Domain controller: kidulala-dc.kidulala.local

Domain user: KIDULALA/lala

Domain admin: KIDULALA/chotu

Kerberos authentication

To understand unconstrained delegation, it is very important for us to understand how Kerberos authentication works.

Step 1: A user’s password is converted to an NTLM hash, and the timestamp is encrypted with this hash and sent to KDC. This step is often called AS-REQ (authentication server — request). Basically, the user is proving its identity to the ticket-granting server.

Step 2: Since the KDC has the NTLM hash of all users, it was able to decrypt the message retrieved in Step 1. After this, KDC grants a TGT (ticket-granting ticket) back to the user. This ticket is encrypted with a special user on the Domain Controller, known as krbtgt. This means that when the user receives the ticket, he cannot decrypt it, since the krbtgt hash is only on DC. This step is often called AS-REP (authentication server — response).

Step 3: In this step, the user asks for TGS (ticket-granting service); a ticket to access the actual service user is interested in. In this step, the user sends the TGT back to the KDC along with the requested TGS. This step is often called TGS-REQ (TGS request).

Step 4: In this step, KDC sends back the requested TGS, which is encrypted with the NTLM hash of the service. This step is often called TGS-REP.

Step 5: Once the user receives the TGS for the requested service, the user presents the TGS to the service. The service will evaluate whether the user is authorized or not and grant access if possible. This step is often called AP-REQ (application server request).

Delegation

With the help of delegation, user credentials can be impersonated by a service in order to access a service on the next hop.

For example, consider a three-tier application where a user accesses a web server and a web server in turn needs to impersonate the user credentials to access the back-end database. There are two types of delegation:

  • Unconstrained delegation: The first hop server (let’s say the web server) can impersonate user credentials to any service in the domain. Where does it all fit in the Kerberos cycle? In step 4 mentioned above, when DC sees that the first hop service has unconstrained delegation enabled on it, along with TGS, it also sends the user’s TGT embedded, which the service will use (in step 5). This is in order to impersonate the user while making requests to other services in the domain: once the first hop service receives the TGS, it decrypts it and extract the TGT and request a TGS from the DC for the next hop service as user.
  • Constrained delegation: The first hop server can only impersonate the user credentials to the specified service accounts. We will discuss more on this in greater depth in the next article.
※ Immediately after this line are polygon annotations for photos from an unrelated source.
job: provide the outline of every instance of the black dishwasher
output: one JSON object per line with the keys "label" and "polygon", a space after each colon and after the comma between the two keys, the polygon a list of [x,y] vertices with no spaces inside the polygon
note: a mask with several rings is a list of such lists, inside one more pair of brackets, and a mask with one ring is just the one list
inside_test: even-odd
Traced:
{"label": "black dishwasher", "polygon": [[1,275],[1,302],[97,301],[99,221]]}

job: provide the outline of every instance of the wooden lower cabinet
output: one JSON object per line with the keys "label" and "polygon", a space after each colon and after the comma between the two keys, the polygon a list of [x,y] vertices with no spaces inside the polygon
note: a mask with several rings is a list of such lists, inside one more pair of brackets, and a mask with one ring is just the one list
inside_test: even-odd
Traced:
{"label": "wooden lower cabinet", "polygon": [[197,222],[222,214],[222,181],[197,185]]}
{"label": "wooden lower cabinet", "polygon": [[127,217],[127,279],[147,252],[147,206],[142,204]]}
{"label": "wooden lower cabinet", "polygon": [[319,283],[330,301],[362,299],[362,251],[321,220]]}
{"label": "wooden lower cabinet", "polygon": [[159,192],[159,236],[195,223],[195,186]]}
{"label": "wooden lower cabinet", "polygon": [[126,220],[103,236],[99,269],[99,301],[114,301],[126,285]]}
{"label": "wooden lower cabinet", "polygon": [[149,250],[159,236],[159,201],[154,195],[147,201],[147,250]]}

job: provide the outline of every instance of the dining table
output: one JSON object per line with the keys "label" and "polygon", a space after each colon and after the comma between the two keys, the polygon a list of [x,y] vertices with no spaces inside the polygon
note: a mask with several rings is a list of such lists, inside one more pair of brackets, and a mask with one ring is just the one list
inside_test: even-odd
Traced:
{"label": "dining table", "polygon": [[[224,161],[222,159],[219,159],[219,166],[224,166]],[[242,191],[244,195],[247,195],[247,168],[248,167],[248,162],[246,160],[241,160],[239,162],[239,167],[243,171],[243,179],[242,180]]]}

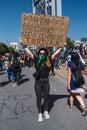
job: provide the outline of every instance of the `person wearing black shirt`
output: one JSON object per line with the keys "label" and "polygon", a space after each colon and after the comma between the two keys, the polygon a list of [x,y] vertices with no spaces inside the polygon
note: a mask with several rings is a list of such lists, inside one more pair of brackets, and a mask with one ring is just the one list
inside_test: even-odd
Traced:
{"label": "person wearing black shirt", "polygon": [[[51,59],[54,60],[55,56],[61,51],[62,48],[58,49],[54,54],[52,54]],[[35,93],[36,93],[36,102],[38,109],[38,121],[43,121],[41,101],[44,99],[44,116],[45,119],[49,119],[50,115],[48,113],[48,96],[50,91],[49,83],[49,72],[50,72],[50,58],[48,56],[48,51],[45,48],[40,48],[37,52],[37,55],[34,55],[29,48],[25,48],[25,51],[33,59],[36,72],[33,74],[35,78]]]}

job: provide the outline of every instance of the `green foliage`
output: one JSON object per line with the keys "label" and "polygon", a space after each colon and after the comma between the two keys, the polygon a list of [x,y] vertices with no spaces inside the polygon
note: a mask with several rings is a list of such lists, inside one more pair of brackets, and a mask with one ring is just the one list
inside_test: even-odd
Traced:
{"label": "green foliage", "polygon": [[0,54],[4,55],[5,53],[8,53],[8,46],[2,42],[0,42]]}

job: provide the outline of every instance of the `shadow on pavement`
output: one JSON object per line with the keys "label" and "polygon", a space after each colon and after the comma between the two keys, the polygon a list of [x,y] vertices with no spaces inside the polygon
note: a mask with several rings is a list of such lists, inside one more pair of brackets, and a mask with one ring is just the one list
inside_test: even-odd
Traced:
{"label": "shadow on pavement", "polygon": [[21,83],[20,83],[20,84],[22,84],[22,83],[24,83],[24,82],[28,82],[28,81],[30,81],[30,79],[29,79],[29,78],[24,78],[24,79],[21,79]]}
{"label": "shadow on pavement", "polygon": [[54,102],[58,99],[68,98],[68,95],[49,95],[49,112],[51,111],[52,107],[54,106]]}
{"label": "shadow on pavement", "polygon": [[0,83],[0,87],[4,87],[5,85],[7,85],[9,82],[8,81],[4,81]]}

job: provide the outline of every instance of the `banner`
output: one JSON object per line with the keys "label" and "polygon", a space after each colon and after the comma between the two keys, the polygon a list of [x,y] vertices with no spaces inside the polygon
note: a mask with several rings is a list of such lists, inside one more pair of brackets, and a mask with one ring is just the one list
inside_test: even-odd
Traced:
{"label": "banner", "polygon": [[68,24],[68,17],[22,14],[22,43],[35,46],[63,47],[66,42]]}

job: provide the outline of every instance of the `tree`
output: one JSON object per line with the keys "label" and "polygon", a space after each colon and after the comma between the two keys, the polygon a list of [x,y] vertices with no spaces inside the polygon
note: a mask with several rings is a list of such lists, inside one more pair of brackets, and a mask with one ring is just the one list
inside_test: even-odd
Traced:
{"label": "tree", "polygon": [[4,55],[5,53],[8,53],[9,50],[8,50],[8,46],[4,43],[0,43],[0,54],[1,55]]}
{"label": "tree", "polygon": [[69,37],[67,37],[66,42],[67,42],[67,49],[70,49],[71,46],[73,47],[75,46],[74,40],[70,39]]}

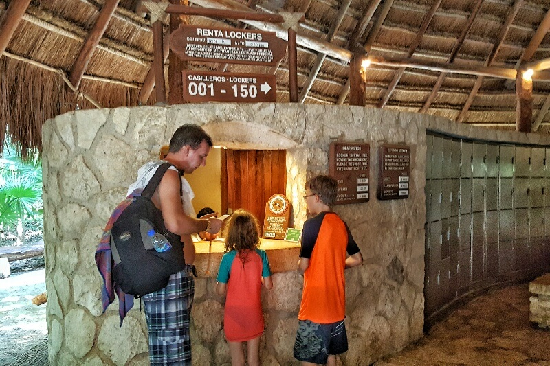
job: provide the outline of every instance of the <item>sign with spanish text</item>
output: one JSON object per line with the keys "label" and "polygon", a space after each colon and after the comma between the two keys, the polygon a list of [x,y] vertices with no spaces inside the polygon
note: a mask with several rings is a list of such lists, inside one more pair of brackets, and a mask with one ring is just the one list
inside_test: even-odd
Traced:
{"label": "sign with spanish text", "polygon": [[406,198],[410,184],[410,148],[407,145],[380,146],[378,198]]}
{"label": "sign with spanish text", "polygon": [[302,238],[302,230],[300,229],[287,229],[287,233],[285,234],[285,240],[287,242],[300,242]]}
{"label": "sign with spanish text", "polygon": [[288,228],[290,202],[284,195],[274,194],[265,204],[263,220],[263,237],[268,239],[284,239]]}
{"label": "sign with spanish text", "polygon": [[188,102],[277,101],[274,75],[184,70],[184,100]]}
{"label": "sign with spanish text", "polygon": [[170,36],[170,47],[182,60],[274,66],[287,52],[274,32],[184,25]]}
{"label": "sign with spanish text", "polygon": [[335,205],[368,201],[370,159],[370,146],[368,144],[331,143],[329,173],[338,183]]}

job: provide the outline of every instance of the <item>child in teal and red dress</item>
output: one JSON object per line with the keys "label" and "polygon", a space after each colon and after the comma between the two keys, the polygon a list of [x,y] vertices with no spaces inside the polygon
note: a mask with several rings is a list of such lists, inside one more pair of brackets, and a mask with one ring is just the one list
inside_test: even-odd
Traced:
{"label": "child in teal and red dress", "polygon": [[[263,333],[261,287],[273,287],[265,251],[258,249],[260,229],[256,218],[244,209],[233,213],[225,230],[226,251],[218,271],[216,292],[227,293],[223,330],[231,363],[260,365],[260,337]],[[243,343],[246,342],[245,358]]]}

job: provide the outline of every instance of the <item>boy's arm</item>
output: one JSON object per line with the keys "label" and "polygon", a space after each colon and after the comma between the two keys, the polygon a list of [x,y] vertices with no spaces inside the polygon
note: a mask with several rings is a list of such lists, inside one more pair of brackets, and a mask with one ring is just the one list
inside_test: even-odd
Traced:
{"label": "boy's arm", "polygon": [[185,257],[186,264],[192,264],[195,262],[195,244],[191,239],[190,235],[180,236],[182,241],[184,242],[184,257]]}
{"label": "boy's arm", "polygon": [[267,290],[273,288],[273,281],[271,279],[271,276],[263,277],[262,282],[263,282],[263,287]]}
{"label": "boy's arm", "polygon": [[228,290],[228,284],[223,282],[216,282],[216,293],[218,295],[225,295]]}
{"label": "boy's arm", "polygon": [[309,258],[306,258],[305,257],[300,257],[300,259],[298,260],[298,268],[299,268],[303,271],[307,269],[307,267],[309,266]]}
{"label": "boy's arm", "polygon": [[360,266],[363,264],[363,255],[361,252],[357,252],[355,254],[349,255],[346,258],[346,268]]}

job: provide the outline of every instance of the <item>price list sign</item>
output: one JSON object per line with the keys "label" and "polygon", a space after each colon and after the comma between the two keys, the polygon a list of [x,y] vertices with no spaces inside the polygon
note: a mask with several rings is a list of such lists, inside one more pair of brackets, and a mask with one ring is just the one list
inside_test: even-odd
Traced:
{"label": "price list sign", "polygon": [[406,145],[380,146],[378,198],[395,200],[408,197],[410,148]]}
{"label": "price list sign", "polygon": [[368,201],[368,144],[332,142],[329,153],[329,172],[338,183],[335,205]]}
{"label": "price list sign", "polygon": [[170,36],[170,47],[182,60],[274,66],[287,43],[274,32],[184,25]]}

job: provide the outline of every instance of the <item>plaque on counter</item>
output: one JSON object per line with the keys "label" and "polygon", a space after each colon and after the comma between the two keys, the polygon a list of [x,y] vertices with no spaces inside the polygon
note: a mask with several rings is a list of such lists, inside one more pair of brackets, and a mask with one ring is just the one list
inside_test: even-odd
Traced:
{"label": "plaque on counter", "polygon": [[368,201],[368,144],[332,142],[329,152],[329,173],[338,183],[335,205]]}
{"label": "plaque on counter", "polygon": [[380,146],[378,159],[380,172],[378,199],[408,198],[410,184],[410,148],[407,145],[384,144]]}
{"label": "plaque on counter", "polygon": [[269,239],[284,239],[288,228],[290,203],[284,194],[274,194],[265,204],[265,218],[263,220],[263,237]]}

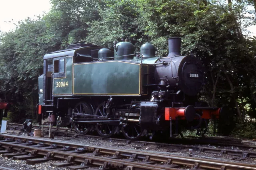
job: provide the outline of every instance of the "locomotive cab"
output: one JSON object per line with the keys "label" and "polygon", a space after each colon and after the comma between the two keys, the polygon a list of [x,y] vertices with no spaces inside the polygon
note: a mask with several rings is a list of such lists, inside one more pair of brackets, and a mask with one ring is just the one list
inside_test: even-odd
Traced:
{"label": "locomotive cab", "polygon": [[156,57],[149,43],[135,56],[128,42],[115,42],[114,51],[77,44],[46,54],[38,113],[80,134],[95,129],[108,137],[121,131],[134,140],[158,131],[180,133],[182,124],[207,127],[202,120],[218,118],[221,109],[196,104],[203,65],[180,54],[180,38],[168,41],[165,57]]}

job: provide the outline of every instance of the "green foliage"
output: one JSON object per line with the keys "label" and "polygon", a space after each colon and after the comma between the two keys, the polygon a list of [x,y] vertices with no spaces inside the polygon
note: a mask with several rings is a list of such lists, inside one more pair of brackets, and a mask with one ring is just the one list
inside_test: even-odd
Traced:
{"label": "green foliage", "polygon": [[150,42],[165,57],[167,39],[177,36],[182,54],[193,51],[205,67],[201,98],[256,117],[256,39],[244,31],[255,23],[255,10],[248,10],[254,2],[228,1],[52,0],[42,18],[0,33],[0,90],[32,117],[46,53],[82,41],[112,48],[124,38],[137,51]]}
{"label": "green foliage", "polygon": [[256,123],[251,120],[238,119],[232,135],[240,138],[256,138]]}

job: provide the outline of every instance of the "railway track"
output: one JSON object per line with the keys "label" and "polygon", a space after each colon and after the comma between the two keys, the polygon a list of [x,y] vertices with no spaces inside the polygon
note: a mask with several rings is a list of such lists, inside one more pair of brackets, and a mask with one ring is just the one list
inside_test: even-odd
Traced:
{"label": "railway track", "polygon": [[[18,130],[20,128],[22,125],[10,123],[8,125],[8,129]],[[41,127],[34,126],[34,128],[40,128]],[[48,131],[49,127],[46,127],[45,131]],[[232,156],[230,158],[233,160],[242,160],[249,159],[255,159],[256,158],[256,146],[247,145],[243,144],[234,144],[230,143],[223,143],[219,142],[219,140],[212,141],[210,143],[214,145],[203,147],[200,145],[191,145],[191,144],[198,145],[198,144],[207,144],[207,141],[200,141],[194,139],[178,140],[178,141],[172,141],[172,142],[176,142],[179,143],[162,143],[152,142],[148,141],[130,141],[126,139],[116,138],[104,138],[98,136],[85,135],[79,135],[74,133],[73,132],[70,132],[70,129],[66,128],[52,128],[52,130],[56,134],[63,135],[71,138],[75,137],[82,138],[85,139],[94,139],[95,140],[109,141],[111,142],[118,141],[120,143],[119,146],[124,146],[126,144],[132,144],[137,145],[137,149],[139,149],[143,146],[156,146],[158,148],[161,147],[166,149],[167,152],[177,152],[180,150],[186,150],[185,153],[187,153],[188,150],[190,154],[199,154],[207,153],[208,154],[218,154],[220,155],[228,155]],[[170,142],[170,141],[169,141]],[[182,143],[181,145],[180,143]],[[184,145],[189,143],[189,145]],[[242,144],[242,143],[241,143]],[[217,146],[216,147],[215,147]],[[222,148],[220,148],[219,146]],[[228,148],[226,147],[229,146]],[[184,152],[184,151],[183,151]]]}
{"label": "railway track", "polygon": [[[7,129],[12,130],[18,130],[22,127],[22,124],[8,123],[7,125]],[[34,130],[36,129],[40,129],[41,127],[41,126],[33,125],[32,129]],[[71,131],[70,129],[66,128],[56,128],[52,127],[51,128],[52,131],[54,133],[57,135],[64,135],[70,137],[72,137],[75,136],[76,137],[81,138],[84,138],[85,137],[86,138],[87,137],[97,138],[98,139],[104,138],[98,136],[80,135],[76,133],[74,130]],[[48,132],[49,130],[49,126],[44,126],[44,130],[45,132]],[[111,139],[111,140],[113,139],[113,138],[110,139]],[[118,139],[115,139],[118,140]],[[127,140],[126,140],[127,141]],[[174,143],[176,142],[180,143],[181,141],[182,141],[182,143],[192,143],[193,144],[216,144],[223,146],[232,145],[235,147],[245,147],[246,148],[251,148],[251,147],[254,148],[254,147],[256,146],[256,142],[248,141],[237,139],[227,139],[226,138],[221,138],[214,137],[202,138],[189,136],[186,139],[183,139],[174,138],[172,139],[171,142]],[[132,141],[131,141],[131,142],[132,142]],[[132,142],[136,142],[138,141],[134,141]],[[254,146],[254,145],[255,145],[255,146]]]}
{"label": "railway track", "polygon": [[[105,169],[177,170],[184,168],[218,170],[256,170],[256,165],[170,154],[139,151],[99,146],[1,134],[0,154],[35,164],[63,160],[52,166],[69,168],[94,167]],[[80,164],[80,165],[79,165]]]}

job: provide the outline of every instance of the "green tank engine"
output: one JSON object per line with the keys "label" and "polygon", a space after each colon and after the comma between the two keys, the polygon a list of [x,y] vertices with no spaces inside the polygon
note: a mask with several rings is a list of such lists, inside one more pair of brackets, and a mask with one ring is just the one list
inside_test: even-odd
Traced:
{"label": "green tank engine", "polygon": [[105,137],[120,132],[130,139],[158,131],[172,136],[181,125],[207,129],[224,109],[197,102],[202,64],[180,54],[180,38],[168,41],[167,57],[156,57],[149,43],[136,55],[127,41],[115,41],[113,51],[80,43],[46,54],[38,113],[79,134],[96,130]]}

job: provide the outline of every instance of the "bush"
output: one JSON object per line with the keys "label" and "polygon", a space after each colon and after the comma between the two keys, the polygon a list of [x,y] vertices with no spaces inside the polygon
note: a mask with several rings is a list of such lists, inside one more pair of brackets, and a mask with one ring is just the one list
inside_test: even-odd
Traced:
{"label": "bush", "polygon": [[256,138],[256,123],[252,121],[237,120],[231,135],[240,138]]}

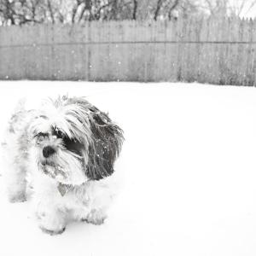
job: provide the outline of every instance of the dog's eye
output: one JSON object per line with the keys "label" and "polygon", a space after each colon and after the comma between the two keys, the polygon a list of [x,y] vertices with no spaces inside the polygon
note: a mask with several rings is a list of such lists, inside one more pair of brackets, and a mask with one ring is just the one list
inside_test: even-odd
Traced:
{"label": "dog's eye", "polygon": [[45,140],[48,137],[48,134],[40,132],[38,135],[36,135],[35,137],[37,137],[38,143],[40,143],[40,142],[43,142],[44,140]]}
{"label": "dog's eye", "polygon": [[65,134],[58,129],[54,129],[53,135],[55,136],[57,138],[64,138],[66,137]]}

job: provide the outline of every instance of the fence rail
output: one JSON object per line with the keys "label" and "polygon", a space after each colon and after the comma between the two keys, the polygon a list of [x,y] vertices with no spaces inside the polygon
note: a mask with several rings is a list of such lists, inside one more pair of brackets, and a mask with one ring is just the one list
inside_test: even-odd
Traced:
{"label": "fence rail", "polygon": [[0,79],[256,85],[256,20],[0,27]]}

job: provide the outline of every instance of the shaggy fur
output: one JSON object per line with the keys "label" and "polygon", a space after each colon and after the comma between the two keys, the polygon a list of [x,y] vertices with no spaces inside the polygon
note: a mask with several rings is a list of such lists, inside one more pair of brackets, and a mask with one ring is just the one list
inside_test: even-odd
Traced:
{"label": "shaggy fur", "polygon": [[12,202],[32,200],[39,227],[60,234],[70,220],[96,224],[106,218],[122,130],[83,97],[22,104],[12,116],[4,152]]}

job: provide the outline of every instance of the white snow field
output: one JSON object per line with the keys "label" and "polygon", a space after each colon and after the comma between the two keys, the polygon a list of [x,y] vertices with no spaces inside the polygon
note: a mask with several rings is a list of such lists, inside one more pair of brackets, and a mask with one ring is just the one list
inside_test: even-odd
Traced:
{"label": "white snow field", "polygon": [[104,224],[50,236],[0,177],[1,256],[256,255],[255,88],[2,81],[1,131],[19,98],[67,92],[124,130],[119,196]]}

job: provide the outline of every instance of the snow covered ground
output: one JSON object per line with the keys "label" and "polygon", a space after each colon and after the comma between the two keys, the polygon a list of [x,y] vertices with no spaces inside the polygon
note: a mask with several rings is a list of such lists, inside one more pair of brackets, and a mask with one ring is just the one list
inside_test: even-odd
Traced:
{"label": "snow covered ground", "polygon": [[18,98],[67,92],[125,131],[122,191],[103,225],[50,236],[0,177],[0,255],[256,255],[255,88],[2,81],[1,131]]}

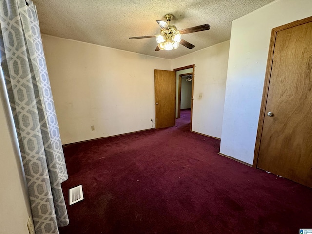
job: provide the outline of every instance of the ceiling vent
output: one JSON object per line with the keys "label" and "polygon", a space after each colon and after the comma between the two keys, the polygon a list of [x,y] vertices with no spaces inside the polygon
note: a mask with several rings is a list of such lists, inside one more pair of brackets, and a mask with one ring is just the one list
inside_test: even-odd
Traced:
{"label": "ceiling vent", "polygon": [[72,205],[83,200],[82,185],[79,185],[69,189],[69,205]]}

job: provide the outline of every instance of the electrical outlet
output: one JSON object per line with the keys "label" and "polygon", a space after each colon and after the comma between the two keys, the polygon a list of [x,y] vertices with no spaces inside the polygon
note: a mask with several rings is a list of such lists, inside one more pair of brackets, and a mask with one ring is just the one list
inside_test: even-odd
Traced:
{"label": "electrical outlet", "polygon": [[27,227],[28,228],[28,231],[29,234],[36,234],[35,233],[35,227],[34,227],[34,223],[33,222],[33,219],[30,216],[27,221]]}

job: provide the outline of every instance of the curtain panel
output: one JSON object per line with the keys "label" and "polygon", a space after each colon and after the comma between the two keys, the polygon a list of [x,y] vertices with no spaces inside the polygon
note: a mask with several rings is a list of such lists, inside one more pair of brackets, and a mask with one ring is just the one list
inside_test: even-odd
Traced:
{"label": "curtain panel", "polygon": [[36,233],[58,234],[69,220],[68,178],[36,7],[0,0],[0,53]]}

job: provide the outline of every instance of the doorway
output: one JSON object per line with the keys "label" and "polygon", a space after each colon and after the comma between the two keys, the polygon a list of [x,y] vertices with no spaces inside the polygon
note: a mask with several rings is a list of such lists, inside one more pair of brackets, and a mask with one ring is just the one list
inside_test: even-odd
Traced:
{"label": "doorway", "polygon": [[312,188],[312,17],[272,29],[253,165]]}
{"label": "doorway", "polygon": [[179,122],[189,124],[192,130],[192,114],[194,87],[194,65],[175,69],[176,78],[176,118]]}

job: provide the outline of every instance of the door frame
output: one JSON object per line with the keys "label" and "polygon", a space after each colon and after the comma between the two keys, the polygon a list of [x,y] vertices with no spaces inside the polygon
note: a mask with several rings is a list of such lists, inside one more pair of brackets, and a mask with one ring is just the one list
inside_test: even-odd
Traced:
{"label": "door frame", "polygon": [[[185,69],[188,69],[189,68],[193,68],[193,74],[192,74],[192,101],[191,102],[191,124],[190,124],[190,130],[191,131],[192,131],[192,116],[193,116],[193,100],[194,99],[194,93],[193,93],[193,91],[194,89],[194,70],[195,70],[195,64],[193,64],[193,65],[190,65],[189,66],[186,66],[185,67],[180,67],[179,68],[176,68],[175,69],[173,69],[174,71],[175,71],[175,74],[176,76],[176,72],[177,72],[178,71],[181,71],[181,70],[185,70]],[[180,92],[180,89],[181,89],[181,87],[180,86],[181,84],[181,82],[179,82],[179,94],[178,95],[179,95],[179,103],[178,105],[178,117],[180,117],[180,111],[181,111],[181,92]],[[179,115],[179,114],[180,115]]]}
{"label": "door frame", "polygon": [[274,49],[275,48],[276,35],[279,31],[292,28],[293,27],[296,27],[301,24],[304,24],[305,23],[309,23],[310,22],[312,22],[312,16],[273,28],[271,31],[270,46],[269,47],[269,54],[268,55],[268,60],[267,62],[267,68],[264,78],[264,86],[263,87],[263,92],[262,93],[262,100],[260,109],[258,131],[256,138],[254,154],[254,161],[253,162],[253,167],[254,168],[257,168],[258,159],[259,158],[260,145],[262,136],[262,129],[263,128],[264,117],[265,117],[265,109],[267,105],[267,100],[268,99],[268,93],[269,92],[269,86],[270,85],[270,79],[271,78],[272,63],[273,62],[273,56],[274,55]]}

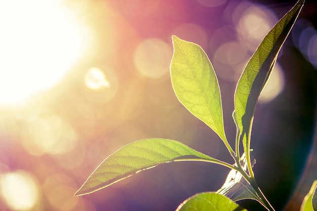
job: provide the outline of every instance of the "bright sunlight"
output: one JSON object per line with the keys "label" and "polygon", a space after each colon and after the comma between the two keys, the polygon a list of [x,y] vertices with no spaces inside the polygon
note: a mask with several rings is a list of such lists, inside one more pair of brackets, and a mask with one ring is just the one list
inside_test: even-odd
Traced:
{"label": "bright sunlight", "polygon": [[56,85],[88,47],[88,28],[60,0],[0,2],[0,105]]}

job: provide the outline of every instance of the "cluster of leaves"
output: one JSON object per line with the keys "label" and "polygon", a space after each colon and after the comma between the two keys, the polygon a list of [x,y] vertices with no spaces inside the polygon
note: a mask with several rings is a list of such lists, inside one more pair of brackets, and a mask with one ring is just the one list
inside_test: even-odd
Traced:
{"label": "cluster of leaves", "polygon": [[[126,145],[107,157],[75,194],[81,196],[100,189],[158,164],[197,161],[230,168],[227,180],[217,192],[197,194],[185,200],[177,210],[243,210],[234,201],[254,199],[269,210],[274,209],[256,184],[250,157],[250,139],[255,106],[273,68],[279,52],[304,4],[299,1],[264,37],[249,60],[234,94],[233,118],[236,126],[234,150],[225,135],[220,90],[217,76],[202,48],[172,36],[174,54],[171,77],[179,101],[218,134],[234,160],[231,164],[197,151],[178,141],[165,139],[141,140]],[[240,154],[241,142],[244,153]],[[315,187],[313,188],[314,191]],[[316,194],[310,201],[316,209]]]}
Simulation: Unconstrained delegation

  1. Let’s set up a computer object within our domain with uncontained delegation. For this exercise, we have created a new object called “zehrilla” and enrolled the kidu.kidulala.local computer object to it. As it can be seen, no delegation is currently enabled. Let’s enable it. [CLICK IMAGES TO ENLARGE]
  2. Once the delegation is enabled, we can use PowerView to check for unconstrained delegation in the domain. As expected, we can see that the computer object “kidu” is listed there. Note: Ignore DC’s listed in output, as that is also expected from the DCs.
  3. Now we can check if we have local admin access or not.
  4. Next, we can use PowerShell remoting to enter the session on the remote object and run Mimikatz to grab all the tickets on the machine.
  5. Looking into the saved tickets, we can see that the domain admin “chotu” has logged in and its ticket can be injected to gain DA privileges.
  6. Grab the ticket and inject into the process, as shown below.
  7. Once we do that, we can then log in to the DC and list the C share.

This is how privileges can be escalated in the AD environment with unconstrained delegation on a machine.

We will continue this series with more examples of possible attacks on AD environments.